With solid reporting and effective use of performance management tools, analytics can be the next focus. While many want to add speech, text or desktop analytics, data analytics for a more comprehensive view of center performance should be the first priority. Almost every center wants to see a picture of what’s going on beyond just ACD data. The typical approach is to push ACD info to an enterprise business intelligence component or combine data from multiple sources manually in Excel—neither of which is typically optimal for the center. Start by seeing what your reporting application already provides. Many have a capability to combine data from multiple sources and build/schedule reports that combine the data—hopefully in scorecards and dashboards—and enable drill-down into root cause and actionable insights. Once that is in place, then pursue speech, text or desktop analytics if you have the resources to work with the tools.
Read Lori Bocklund’s special report, “Workforce Optimization Survey: Time for the Next Level” (Pipeline, July 2017), for a deeper understanding of how you compare to other centers in your progress with WFM, QM, reporting and other WFO tools.
Optimize Knowledge Aids
At the desktop, the biggest opportunity to use technology more effectively lands squarely on knowledge aids. Even if your “tool” is just an online “intranet” or portal, or you are using SharePoint, it can be highly valuable to agents IF the content is trusted and structured in a way that is easy to use.
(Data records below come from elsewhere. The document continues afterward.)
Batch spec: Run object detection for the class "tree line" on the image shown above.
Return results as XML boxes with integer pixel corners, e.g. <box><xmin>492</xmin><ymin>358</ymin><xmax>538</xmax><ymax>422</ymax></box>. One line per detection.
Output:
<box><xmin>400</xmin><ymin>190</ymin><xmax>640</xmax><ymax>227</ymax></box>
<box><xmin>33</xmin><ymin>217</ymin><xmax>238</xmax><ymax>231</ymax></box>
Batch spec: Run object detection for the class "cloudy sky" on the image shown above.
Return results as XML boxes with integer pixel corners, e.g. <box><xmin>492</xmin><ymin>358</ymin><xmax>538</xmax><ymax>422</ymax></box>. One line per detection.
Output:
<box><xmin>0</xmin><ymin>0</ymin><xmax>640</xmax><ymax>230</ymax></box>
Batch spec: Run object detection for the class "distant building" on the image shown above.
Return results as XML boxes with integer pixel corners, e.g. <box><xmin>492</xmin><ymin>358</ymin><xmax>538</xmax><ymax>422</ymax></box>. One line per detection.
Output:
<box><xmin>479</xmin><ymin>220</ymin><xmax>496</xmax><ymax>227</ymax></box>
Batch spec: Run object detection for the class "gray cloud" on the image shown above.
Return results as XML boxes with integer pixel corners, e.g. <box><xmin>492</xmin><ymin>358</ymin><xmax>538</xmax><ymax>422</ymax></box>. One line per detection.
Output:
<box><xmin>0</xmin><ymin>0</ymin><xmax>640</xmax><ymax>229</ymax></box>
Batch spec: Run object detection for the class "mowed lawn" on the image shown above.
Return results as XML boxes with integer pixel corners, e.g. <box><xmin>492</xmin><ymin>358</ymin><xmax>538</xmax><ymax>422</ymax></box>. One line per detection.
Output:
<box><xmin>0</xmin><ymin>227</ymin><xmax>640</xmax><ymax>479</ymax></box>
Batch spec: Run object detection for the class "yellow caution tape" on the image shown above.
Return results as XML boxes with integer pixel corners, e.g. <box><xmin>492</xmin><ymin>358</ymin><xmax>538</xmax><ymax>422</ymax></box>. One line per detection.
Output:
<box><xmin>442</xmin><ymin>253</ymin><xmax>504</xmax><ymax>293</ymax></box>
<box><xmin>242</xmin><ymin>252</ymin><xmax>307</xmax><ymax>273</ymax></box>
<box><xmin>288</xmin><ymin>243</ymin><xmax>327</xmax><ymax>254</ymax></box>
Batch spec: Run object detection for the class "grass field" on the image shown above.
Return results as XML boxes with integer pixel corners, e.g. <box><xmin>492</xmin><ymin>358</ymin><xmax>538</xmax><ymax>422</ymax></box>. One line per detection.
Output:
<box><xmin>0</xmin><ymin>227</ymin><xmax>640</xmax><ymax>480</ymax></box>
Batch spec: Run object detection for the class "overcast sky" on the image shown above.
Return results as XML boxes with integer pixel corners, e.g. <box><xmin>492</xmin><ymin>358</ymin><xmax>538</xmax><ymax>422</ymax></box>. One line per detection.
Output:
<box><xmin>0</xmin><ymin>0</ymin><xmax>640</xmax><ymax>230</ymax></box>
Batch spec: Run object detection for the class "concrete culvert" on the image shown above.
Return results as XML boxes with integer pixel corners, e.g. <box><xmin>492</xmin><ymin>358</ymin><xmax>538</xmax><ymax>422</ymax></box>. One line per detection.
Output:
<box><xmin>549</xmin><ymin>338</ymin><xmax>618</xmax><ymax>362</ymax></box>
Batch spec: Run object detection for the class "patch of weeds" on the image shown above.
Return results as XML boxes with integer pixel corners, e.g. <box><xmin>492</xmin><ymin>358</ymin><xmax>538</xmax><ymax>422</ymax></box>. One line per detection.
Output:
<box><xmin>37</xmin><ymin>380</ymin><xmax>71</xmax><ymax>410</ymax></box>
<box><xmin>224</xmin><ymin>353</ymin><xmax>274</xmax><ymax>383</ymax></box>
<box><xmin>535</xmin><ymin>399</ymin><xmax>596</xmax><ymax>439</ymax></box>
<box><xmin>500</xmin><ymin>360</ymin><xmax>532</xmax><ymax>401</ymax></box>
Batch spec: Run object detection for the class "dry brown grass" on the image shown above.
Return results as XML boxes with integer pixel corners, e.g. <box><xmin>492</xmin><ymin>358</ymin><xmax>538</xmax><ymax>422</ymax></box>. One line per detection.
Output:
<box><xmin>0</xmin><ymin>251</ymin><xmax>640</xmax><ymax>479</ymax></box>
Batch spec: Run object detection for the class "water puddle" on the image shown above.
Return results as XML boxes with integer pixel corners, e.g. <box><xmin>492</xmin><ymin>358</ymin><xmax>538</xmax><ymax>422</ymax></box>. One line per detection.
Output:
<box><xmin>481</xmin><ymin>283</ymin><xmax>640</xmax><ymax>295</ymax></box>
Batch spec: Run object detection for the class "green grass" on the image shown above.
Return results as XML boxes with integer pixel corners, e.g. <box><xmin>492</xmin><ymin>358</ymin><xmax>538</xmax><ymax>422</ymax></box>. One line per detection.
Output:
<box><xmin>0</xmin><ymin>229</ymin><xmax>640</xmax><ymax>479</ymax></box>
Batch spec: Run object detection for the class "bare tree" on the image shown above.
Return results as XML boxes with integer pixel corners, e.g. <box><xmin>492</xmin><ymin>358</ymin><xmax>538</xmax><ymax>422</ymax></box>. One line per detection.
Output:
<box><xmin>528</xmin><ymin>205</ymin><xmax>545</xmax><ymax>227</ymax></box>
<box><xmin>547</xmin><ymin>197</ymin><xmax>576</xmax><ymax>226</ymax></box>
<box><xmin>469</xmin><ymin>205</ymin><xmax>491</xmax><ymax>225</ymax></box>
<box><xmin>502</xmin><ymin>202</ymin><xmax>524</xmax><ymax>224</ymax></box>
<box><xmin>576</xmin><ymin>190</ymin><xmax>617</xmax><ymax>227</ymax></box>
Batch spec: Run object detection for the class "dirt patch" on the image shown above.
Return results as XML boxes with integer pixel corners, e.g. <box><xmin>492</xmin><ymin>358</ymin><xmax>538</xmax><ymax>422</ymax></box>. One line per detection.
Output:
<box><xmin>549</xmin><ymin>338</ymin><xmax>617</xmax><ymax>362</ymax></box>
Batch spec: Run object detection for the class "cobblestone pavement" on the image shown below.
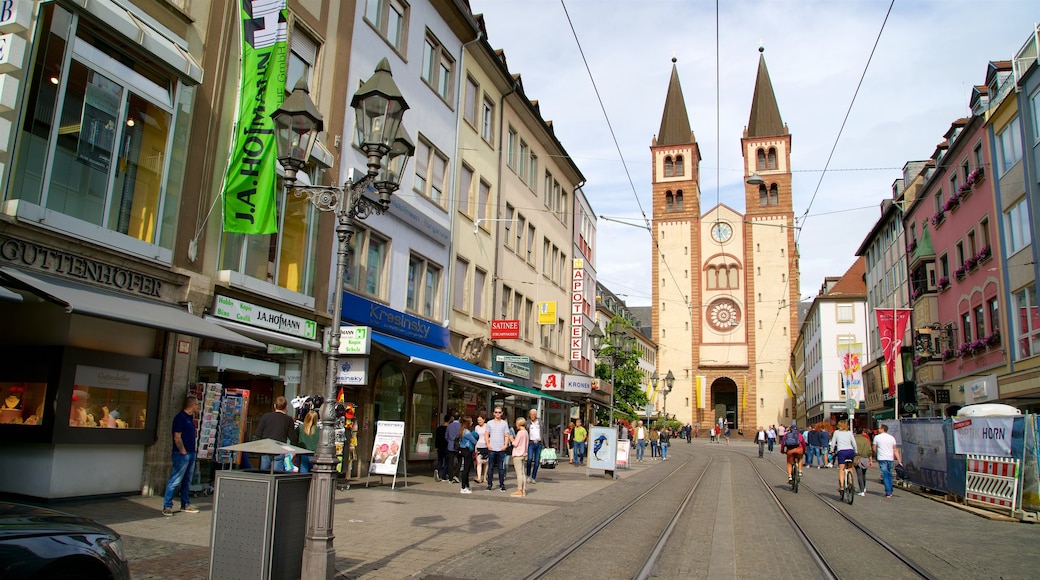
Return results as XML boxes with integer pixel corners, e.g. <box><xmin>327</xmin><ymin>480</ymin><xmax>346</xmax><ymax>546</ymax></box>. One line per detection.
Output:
<box><xmin>20</xmin><ymin>439</ymin><xmax>1040</xmax><ymax>580</ymax></box>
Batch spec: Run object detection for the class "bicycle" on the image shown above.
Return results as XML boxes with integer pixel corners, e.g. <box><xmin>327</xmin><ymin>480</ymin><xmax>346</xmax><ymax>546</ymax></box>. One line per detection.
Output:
<box><xmin>841</xmin><ymin>459</ymin><xmax>856</xmax><ymax>505</ymax></box>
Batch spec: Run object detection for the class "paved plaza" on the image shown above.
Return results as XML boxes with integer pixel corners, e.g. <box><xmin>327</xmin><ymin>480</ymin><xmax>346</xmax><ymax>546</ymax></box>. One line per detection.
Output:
<box><xmin>30</xmin><ymin>439</ymin><xmax>1040</xmax><ymax>580</ymax></box>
To that end, ensure your articles are up to date, accurate and understandable. Assign an “owner” for overall management—deleting, updating, reviewing, etc.—and make sure they cultivate direct input from the users. Online resources must be organized effectively and allow keyword and phrase search to find appropriate content. Searches should take agents to targeted results, not laundry lists of documents that they have to plow through.
It’s Not Just About Technology
Doing more with technology is an exciting opportunity, but it’s not just about more licenses or infrastructure. You need qualified, trained support resources to use it effectively—whether optimizing menus and routing paths, developing and maintaining knowledge content, or applying performance tools. And those resources need to have focus and accountability—not “do it in your spare time” jobs. They need to apply the tools effectively by working with vendors and users to configure them in service of your business needs. They also need training on all components to ensure that all users (including leadership) understand the potential and value. Buy new where you must, but think first about how to use what you have well, or add to it to do more which optimizes technology, budget and business value.
Advocate For Optimizing Outside the Center As Well
Contact center leadership doesn’t “own” all the technology that impacts them. You’ll need to work with your peers to present a coherent front to customers across all channels.
Your website and mobile app need to be robust, easy to use, and replete with self-service options. Both need the option for assisted service with integration pathways that sustain a “seamless” customer experience.
Collaboration (IM/Presence) is most often an enterprise application. The contact center should use this tool to avoid getting up or sending email to find help. When support from other departments is required (e.g., ones that can quickly help an agent resolve a contact, or could be tapped for an approval or handoff in real-time), an IM tool that includes enterprise presence can be the most efficient contact method.
CRM is typically an enterprise application but the contact center can benefit from workflows and integration to other tools (including knowledge base). Again, lobby your peers for support in optimizing enterprise applications in ways that confer benefits to all departments.